Dr. Rath Health Foundation

Dr. Rath Health Foundation

Responsibility for a healthy world Dr. Rath Research Institute 100+ Studies Published In PubMed

A novel in vitro bioassay for screening matrix metalloproteinases activity in human cancer cell lines.

M Waheed Roomi, Shrirang P Netke, Vadim Ivanov, Matthias Rath and Aleksandra Niedzwiecki.

Proceedings of the American Association for Cancer Research 44:4559(2003)
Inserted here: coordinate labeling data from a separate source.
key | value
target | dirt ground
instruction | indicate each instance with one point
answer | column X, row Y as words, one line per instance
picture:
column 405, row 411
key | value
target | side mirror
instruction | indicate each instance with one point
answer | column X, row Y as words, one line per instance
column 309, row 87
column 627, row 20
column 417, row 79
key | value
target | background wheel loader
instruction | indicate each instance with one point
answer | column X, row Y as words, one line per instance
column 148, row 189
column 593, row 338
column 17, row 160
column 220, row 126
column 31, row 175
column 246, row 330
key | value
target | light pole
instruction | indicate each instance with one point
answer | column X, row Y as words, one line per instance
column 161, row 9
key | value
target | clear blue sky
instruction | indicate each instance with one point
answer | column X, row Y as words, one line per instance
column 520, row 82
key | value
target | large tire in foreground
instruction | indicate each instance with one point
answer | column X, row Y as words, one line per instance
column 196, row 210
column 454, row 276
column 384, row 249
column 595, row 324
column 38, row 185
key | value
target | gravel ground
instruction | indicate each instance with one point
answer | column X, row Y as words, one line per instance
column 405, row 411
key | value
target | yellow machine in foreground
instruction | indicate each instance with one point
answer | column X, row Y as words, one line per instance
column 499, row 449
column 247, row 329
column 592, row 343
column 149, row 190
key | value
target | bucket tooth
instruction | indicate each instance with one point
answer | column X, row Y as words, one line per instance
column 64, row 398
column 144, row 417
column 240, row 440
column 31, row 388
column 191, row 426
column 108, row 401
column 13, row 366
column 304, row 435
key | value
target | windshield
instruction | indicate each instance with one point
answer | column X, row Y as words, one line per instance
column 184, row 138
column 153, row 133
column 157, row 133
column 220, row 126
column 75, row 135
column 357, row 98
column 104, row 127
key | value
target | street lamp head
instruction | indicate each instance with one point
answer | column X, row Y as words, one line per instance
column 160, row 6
Metastatic cancer cells secret a large amounts of matrix metalloproteinases (MMPs), which degrade ECM and basement membrane and thereby allow them to spread to distal organs. Increased activity of MMPs was associated with cancer of breast, lung, ovary, prostate and pancrease. There is compelling evidence to suggest that MMP-2 and MMP-9 play an important role in tumor invasion and metastasis. Designing new drugs to inhibit MMPs activity is therefore a priority.

However, several types of cancer cells in vitro do not express MMPs 2 & 9 in any significant amount and thereby making it difficult for an in vitro screening assay. In the present investigation we report the observation that co-culturing cancer cells with normal human dermal fibroblast (NHDF) results in an enhanced expression of MMP-2 and 9.

We suggest that this in vitro bioassy can be used to screen drugs for their ability to inhibit MMPs activity. Human skin cancer (melanoma A2058), liver cancer (Hep G2) and fibrosarcoma( HT-1080 ) cells in culture expressed MMPs-2 and 9 only weakly, the bands are faint and hardly visible on gelatinase zymography assay. Virtuall no bands were seen with breast cancer cells( MDA MB 231 and MCF –7), prostate cancer (PC-3 and LNCaP ) with colon cancer cells( HCT116).

In sharp contrast, when these cancer cells were co-cultured with NHDF, we observed a dramatic increase in MMPs expression. MMP zymogram bands were well distinct and discrete, the intensity of the bands was enhanced several folds. Both MMP-2 and MMP-9 were increased significantly in Hep G2 and HT-1080 cancer cells, and melanoma A2058 cells exhibited the most increase in MMP-2 and MMP-9. Human breast cancer cell lines MDA MB 231 and MCF-7, and colon cancer HCT116 also showed enhanced levels of MMP-2 and MMP-9 upon co-culture.

The cancer cells did not stimulate MMPs expression when they were cultured along with the condition media from NHDF, suggesting that physical contact between cancer cell and NHDF is necessary for stimulation of MMPs. In this respect, this co-culture system mimic the in vivo condition where cancer cells are often in physical contact with ECM of other neighboring cells. The maximum stimulation of MMPs occurred when cancer cells co-cultured with NHDF in 1:1 ratio. The co-culture system exhibited an excellent predictable response to both the stimulators and inhibitors of MMPs. For example, phorbol 12-myristate 13-acetate exerted stimulatory effect, while retinoic acid, epigallcatechin gallate, selenium, cycloheximide and H-7 exerted an inhibitory effect on MMPs expression.

These results demonstrate that this co-culture assay offers a better screening system for potential cancer drugs or agents that have either enhancing or inhibitory effects on MMPs.